Spotify link: Iron & Wine – Kiss Each Other Clean
Nick listened: My wife’s a fan so we already own a couple of Iron & Wine albums, but the downhome sound of the first couple didn’t really interest me. Sam Beam’s move into Califone-like territory on The Shepherd’s Dog, where texture and percussion became more important, appealed much more though, but, as Rob says, I wonder now whether the songs weren’t quite there. I’m not familiar enough with this one yet, but on the strength of hearing it and my wife’s curiosity at my description of it, we now own it. Without being glib, after a couple more listens it seems almost like a deliberate trip through the history of American music – a little bit of soul, a little bit of funk, a little bit of jazz, a little bit of country, a little bit of alt.rock – but there’s a lightness and a fluency that stops it feeling like an exercise and keeps it feeling like an album. Another winner.

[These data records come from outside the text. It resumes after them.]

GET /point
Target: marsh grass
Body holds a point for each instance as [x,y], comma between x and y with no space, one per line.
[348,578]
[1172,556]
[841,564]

Tom listened: For me, I doubt that Iron & Wine will ever match Our Endless Numbered Days and its wistful melancholy. I always found their first album a bit hit or miss but enjoyed The Shepard’s Dog and preferred the ‘different’ songs (‘Boy with a Coin’, ‘Carousel’, ‘Lovesong of the Buzzard’) to the ones that Rob has suggested in his write-up. So on one listen, I am not sure that the new album represents such a significant step up in terms of quality over its predecessor. I liked much of what I heard (although the groovy number on side two left me unconvinced) and liked the fact that Sam Beam is experimenting with his musical palate but, at the moment, am unconvinced that I need to own this album…a few listens on Spotify are required!